Silence lingered a moment.

"I'm Matthew," Matthew said smoothly. "And this is Shane. Let's make this productive."

Erik nodded. "Margo."

Shane and Matthew's attention fixed on the computer beside Margo. The screen lit up with underground schematics of the church.

"We don't know if these are accurate," Margo said. "But we do know what is down there."

An image of a crystalline structure appeared. Shane leaned closer despite himself. He'd never seen stone like that, crystal fused to rock as if it had grown there, the surrounding stone wrapped around it like sinew or bone.

"What is that?" Matthew asked.

"Our target," Erik stated.

"Exactly," Margo continued. "We have known about its existence for some time now. Sealed sites. Officially forbidden. On paper they are forbidden from excavating and studying it, but they still do it. In that time they found two more."

Two more images of crystals appeared, all with the same appearance.

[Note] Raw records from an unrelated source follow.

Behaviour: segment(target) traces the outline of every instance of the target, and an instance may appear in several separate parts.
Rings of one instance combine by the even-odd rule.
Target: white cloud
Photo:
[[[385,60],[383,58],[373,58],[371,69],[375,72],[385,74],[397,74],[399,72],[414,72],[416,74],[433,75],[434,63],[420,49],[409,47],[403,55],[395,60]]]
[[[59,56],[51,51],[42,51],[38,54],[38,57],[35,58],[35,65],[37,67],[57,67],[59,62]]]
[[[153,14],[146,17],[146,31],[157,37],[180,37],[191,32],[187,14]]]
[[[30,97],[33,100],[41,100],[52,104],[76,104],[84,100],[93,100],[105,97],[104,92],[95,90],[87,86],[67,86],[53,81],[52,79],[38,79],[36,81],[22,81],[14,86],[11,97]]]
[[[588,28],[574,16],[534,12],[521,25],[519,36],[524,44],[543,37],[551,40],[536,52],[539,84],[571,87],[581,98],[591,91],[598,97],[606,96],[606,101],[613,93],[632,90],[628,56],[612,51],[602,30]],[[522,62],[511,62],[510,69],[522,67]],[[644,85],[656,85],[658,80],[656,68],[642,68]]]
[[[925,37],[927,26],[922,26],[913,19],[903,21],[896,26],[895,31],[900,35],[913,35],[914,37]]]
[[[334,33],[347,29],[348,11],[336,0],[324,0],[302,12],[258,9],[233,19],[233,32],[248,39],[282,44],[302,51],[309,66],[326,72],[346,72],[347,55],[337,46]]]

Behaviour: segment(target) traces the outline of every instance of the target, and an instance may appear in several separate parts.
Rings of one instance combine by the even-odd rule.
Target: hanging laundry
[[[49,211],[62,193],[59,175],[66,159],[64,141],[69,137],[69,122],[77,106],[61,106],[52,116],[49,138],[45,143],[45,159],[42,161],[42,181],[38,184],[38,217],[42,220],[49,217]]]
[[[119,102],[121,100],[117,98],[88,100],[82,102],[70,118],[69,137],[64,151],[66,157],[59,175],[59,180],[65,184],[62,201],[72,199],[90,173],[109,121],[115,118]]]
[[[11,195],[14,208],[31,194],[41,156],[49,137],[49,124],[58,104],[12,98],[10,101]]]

"We do not know what they do, or if they are important to the foundation of the city. All we know is that the church is really focused on them. We believe all three locations are connected by tunnels, though they are not mapped on the schematics."

A map of the city streets flicked onto the screen. Three locations, each roughly a mile apart from one another, had been marked.

"What do they do?" Matthew asked.

"We don't know," Erik answered. "That's why we're going in."

"This is a blind raid?" Shane said. 

"Yes."

Shane's jaw tightened a fraction.

"It's risky, we know. From the information you gave us," Erik continued. "We confirmed they will have military grade weapons, all from Zao. And mercenaries are more than likely involved, so they have discipline and training. We were also unable to figure out what some of the crates held, so we are going to assume more weapons. "

"Not just Anima rounds," Shane commented. 

"Likely."

Shane breathed deeply. Rational fought his desire. Erin was underground, or close enough. Blind zones killed experienced soldiers. He could not die before having justice.

"Do you think this team can handle this?" Shane asked. "This is nearly suicide. You don't know how much of the enemy there is, we are going into a potential kill box."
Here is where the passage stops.